The main benefit of PMCD over MCD, from a safety perspective, is the ability to monitor the migration of gas in the annulus. Both techniques take advantage of the natural ability of the fractured formation to accept losses of drilling fluid and cuttings. PMCD can mitigate severe losses and reduce associated non-productive time when drilling highly fractured formations, including those containing vugs or caverns. As long as the pore pressure in the fractured zone is greater than the hydrostatic pressure of the fluid, drilling can continue using wellsite water (WSW) as a sacrificial drilling fluid – without incurring excessive drilling fluid costs, while well control issues resulting from difficulty in maintaining a fluid column as the primary barrier are avoided.
Rather than attempting to cure losses, PMCD utilises Light Annular Mud (LAM) which is displaced into the loss zone from surface, via the annulus. The pressure shown on the casing at surface, known as surface back pressure (SBP – typically engineered to be +/– 200psi) is the differential pressure between the deliberately underbalanced LAM hydrostatic pressure and reservoir pressure. Figure 1 below illustrates the situation in place with PMCD.
Figure 1: Pressurised Mud Cap Drilling Illustration
The positive annular surface pressure ensures that well control is maintained and that the well is always full of fluid. A rising annulus pressure indicates that a gas influx is migrating upwards. The migration rate and influx volume are calculated prior to bull–heading LAM down the annulus to reduce the surface pressure. The pump rate down the annulus is designed to stop gas migration towards the surface, forcing produced gas back into the reservoir or permeable formation. Decreasing annulus pressure – back to the original value when the LAM was first circulated indicates that the gas has been displaced back into the formation.

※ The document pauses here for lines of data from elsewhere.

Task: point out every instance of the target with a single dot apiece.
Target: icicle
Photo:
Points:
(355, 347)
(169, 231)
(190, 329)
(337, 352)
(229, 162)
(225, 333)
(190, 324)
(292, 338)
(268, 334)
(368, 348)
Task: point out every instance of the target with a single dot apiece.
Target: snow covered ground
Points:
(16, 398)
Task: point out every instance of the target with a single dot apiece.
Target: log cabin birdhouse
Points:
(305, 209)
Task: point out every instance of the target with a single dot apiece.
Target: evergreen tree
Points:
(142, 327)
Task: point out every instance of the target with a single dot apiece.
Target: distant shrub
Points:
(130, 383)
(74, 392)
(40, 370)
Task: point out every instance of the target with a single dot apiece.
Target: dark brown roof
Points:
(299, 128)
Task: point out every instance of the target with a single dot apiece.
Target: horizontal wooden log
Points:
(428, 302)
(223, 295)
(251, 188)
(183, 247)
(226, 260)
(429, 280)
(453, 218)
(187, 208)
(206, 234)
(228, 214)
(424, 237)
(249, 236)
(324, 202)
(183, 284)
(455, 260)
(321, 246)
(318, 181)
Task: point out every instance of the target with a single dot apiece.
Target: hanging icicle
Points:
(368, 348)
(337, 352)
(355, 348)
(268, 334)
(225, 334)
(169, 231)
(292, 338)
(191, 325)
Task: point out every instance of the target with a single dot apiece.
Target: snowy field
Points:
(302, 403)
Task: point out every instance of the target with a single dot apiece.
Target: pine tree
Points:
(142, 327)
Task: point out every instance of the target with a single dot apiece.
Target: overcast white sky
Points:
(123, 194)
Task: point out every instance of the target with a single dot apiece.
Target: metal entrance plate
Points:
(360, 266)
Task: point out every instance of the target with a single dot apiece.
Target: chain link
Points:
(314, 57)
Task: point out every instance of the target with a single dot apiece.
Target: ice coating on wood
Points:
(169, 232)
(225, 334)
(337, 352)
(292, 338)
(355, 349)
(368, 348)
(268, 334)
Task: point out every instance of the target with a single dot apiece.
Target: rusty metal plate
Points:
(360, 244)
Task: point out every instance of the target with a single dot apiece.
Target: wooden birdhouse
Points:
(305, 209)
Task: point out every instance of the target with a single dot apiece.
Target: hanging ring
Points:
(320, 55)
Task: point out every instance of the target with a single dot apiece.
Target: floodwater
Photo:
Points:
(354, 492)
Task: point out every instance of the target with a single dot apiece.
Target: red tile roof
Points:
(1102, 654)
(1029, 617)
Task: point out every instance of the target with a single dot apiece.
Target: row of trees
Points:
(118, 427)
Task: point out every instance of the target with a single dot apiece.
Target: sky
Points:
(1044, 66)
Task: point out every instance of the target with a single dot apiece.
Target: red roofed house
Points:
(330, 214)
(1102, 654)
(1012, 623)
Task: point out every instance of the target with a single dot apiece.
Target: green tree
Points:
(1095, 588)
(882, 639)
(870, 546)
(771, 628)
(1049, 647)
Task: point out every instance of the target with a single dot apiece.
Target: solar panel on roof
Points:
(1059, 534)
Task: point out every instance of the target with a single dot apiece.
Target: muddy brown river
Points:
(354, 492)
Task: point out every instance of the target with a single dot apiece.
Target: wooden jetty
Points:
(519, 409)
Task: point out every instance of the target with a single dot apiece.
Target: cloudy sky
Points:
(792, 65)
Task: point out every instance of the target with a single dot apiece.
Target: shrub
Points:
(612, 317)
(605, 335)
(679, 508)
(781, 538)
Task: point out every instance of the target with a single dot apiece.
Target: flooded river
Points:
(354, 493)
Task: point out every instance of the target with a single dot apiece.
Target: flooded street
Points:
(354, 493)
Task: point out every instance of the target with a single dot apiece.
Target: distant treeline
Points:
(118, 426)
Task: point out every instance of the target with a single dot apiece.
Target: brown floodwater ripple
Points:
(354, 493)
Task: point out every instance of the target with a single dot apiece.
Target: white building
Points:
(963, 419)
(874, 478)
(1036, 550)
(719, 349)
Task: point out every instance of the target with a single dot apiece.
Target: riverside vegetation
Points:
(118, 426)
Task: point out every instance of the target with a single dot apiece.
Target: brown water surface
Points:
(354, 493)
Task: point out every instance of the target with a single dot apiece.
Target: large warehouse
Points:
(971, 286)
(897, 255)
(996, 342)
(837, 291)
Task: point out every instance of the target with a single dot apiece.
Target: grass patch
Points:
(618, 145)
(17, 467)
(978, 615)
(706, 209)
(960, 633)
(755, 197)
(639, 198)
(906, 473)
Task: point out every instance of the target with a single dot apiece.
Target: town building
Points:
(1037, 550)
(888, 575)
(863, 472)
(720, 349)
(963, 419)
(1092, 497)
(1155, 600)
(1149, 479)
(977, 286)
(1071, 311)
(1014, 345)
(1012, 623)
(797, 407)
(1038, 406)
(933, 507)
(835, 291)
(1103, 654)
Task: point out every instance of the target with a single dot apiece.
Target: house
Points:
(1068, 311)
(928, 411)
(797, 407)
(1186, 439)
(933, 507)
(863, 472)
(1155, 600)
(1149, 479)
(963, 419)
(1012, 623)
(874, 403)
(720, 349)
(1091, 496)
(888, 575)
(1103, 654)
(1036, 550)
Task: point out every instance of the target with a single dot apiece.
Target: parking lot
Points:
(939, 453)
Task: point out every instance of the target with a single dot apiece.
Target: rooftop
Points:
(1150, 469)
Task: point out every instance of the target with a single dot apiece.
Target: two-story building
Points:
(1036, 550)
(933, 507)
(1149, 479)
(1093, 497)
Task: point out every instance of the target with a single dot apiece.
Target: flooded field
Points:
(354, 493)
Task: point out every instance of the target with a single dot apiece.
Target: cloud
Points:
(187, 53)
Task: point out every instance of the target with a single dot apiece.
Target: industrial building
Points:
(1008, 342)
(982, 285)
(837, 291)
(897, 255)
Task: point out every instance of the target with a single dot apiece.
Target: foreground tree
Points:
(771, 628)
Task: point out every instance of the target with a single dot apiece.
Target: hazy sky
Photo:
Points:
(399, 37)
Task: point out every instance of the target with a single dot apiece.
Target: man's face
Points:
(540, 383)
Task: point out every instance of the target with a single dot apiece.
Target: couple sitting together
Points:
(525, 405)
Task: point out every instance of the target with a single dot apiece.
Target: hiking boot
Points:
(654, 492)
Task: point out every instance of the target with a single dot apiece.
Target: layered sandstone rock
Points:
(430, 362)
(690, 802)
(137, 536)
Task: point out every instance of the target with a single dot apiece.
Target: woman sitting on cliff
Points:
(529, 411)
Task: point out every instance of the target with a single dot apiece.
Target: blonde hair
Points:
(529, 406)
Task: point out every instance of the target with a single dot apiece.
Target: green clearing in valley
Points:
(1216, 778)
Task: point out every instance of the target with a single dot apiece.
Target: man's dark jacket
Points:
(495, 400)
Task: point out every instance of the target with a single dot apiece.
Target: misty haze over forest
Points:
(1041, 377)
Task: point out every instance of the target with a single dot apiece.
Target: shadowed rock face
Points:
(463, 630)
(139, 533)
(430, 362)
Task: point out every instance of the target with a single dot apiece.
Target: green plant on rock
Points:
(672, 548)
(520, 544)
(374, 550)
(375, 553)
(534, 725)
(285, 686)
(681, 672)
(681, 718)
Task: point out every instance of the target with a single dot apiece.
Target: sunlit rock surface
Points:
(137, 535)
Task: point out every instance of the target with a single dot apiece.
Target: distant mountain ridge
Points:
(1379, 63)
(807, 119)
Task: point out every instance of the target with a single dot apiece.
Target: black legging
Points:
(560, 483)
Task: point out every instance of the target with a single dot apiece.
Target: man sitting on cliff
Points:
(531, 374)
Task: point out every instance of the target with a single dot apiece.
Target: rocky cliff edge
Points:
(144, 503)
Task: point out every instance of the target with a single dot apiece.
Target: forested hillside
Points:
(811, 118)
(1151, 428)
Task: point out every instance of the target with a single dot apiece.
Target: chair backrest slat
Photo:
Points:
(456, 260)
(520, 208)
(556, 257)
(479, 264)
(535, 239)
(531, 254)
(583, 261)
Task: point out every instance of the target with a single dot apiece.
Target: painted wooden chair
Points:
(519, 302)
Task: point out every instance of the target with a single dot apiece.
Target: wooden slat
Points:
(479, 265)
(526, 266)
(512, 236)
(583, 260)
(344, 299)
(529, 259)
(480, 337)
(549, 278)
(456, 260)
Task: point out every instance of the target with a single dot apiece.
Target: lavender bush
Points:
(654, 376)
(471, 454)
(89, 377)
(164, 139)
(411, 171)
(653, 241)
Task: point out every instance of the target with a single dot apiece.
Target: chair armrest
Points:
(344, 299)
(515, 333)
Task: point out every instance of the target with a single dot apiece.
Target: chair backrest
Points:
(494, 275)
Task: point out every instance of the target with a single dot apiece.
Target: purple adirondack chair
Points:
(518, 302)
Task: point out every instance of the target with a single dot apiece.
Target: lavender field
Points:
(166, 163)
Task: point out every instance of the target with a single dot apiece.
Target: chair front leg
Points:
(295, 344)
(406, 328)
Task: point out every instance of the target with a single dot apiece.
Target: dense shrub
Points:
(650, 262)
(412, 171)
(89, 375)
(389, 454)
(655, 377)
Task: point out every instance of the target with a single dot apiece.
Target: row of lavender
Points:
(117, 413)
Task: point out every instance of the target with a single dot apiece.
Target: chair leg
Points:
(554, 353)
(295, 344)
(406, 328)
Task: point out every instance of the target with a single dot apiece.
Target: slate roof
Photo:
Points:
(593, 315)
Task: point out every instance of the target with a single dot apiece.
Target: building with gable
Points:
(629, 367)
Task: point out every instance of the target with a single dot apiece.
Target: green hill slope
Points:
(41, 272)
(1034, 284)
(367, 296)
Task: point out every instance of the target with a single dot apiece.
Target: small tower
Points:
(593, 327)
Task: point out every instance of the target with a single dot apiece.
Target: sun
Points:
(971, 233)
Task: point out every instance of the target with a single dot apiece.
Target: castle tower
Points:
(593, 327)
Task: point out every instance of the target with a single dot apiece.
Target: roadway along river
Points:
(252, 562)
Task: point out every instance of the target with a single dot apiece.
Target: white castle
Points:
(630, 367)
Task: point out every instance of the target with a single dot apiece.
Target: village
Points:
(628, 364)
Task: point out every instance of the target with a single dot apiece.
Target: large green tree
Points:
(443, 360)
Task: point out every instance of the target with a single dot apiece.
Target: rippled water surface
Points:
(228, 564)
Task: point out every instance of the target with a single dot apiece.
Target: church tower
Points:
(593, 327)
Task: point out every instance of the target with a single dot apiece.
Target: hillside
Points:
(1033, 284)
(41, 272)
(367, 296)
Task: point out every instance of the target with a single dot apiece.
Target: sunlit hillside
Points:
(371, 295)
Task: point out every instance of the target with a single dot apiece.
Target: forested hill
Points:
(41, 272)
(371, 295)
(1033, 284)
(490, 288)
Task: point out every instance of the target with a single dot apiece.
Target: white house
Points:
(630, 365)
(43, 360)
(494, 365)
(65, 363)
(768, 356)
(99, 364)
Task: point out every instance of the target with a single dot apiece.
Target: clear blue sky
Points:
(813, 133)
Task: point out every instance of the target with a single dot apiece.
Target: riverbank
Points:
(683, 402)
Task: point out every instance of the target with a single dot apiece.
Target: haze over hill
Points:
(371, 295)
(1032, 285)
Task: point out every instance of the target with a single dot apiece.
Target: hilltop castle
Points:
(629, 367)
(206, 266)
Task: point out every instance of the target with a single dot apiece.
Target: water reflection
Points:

Figure 2: PMCD gas migration & LAM injection plot
These pumping cycles are repeated during the drilling of the section as and when required. The plot in Figure 2 shows a textbook PMCD cycle of migration and pumping while continuously drilling, with roughly one hour between each pumping cycle. Figure 2 clearly shows the increase in annular pressure (in red) as injection commences (light blue) and LAM is bull-headed back down the well. Each cycle pumps enough fluid to displace the migrated volume, returning annulus pressure to zero. This approach minimises the amount of LAM lost to the well, reducing costs and formation damage.
Pressurized Nitrogen Cap Drilling (PNCD)
When the pressure gradient drops to a point where it can no longer support the lightest column of available fluid to surface, an alternate drilling method must be employed. Typically, MCD is the go-to application under these circumstances. In this case, the annulus is filled with a heavier weight drilling mud. Although lower pressure, these wells still retain the risk of hydrocarbon influx when drilling blind and without the well full and under conventional control.
As a response to these challenges, Pressurized Nitrogen Cap Drilling (PNCD) is a viable alternative. Figure 3 below illustrates the configuration. The technique involves letting the annulus fluid (with a density higher than the pore pressure) drop to an equilibrium level where hydrostatic pressure equals the pore pressure. At this point, the annulus fluid level will not reach the surface. The resulting air gap is pressurized with nitrogen gas. This nitrogen “cap” is contained under the Rotating Control Device (RCD) which maintains pressure communication with the formation. The well is continuously monitored by tracking the wellhead pressure and, if required, casing pressure can be managed by bull heading annulus fluid periodically down the well.
Using this technique, the combination of Heavy Annular Mud and the N2 gas cap ensures that hydrocarbon migration can be monitored and managed during the drilling process, whilst keeping a suitable pressure differential in place below the RCD.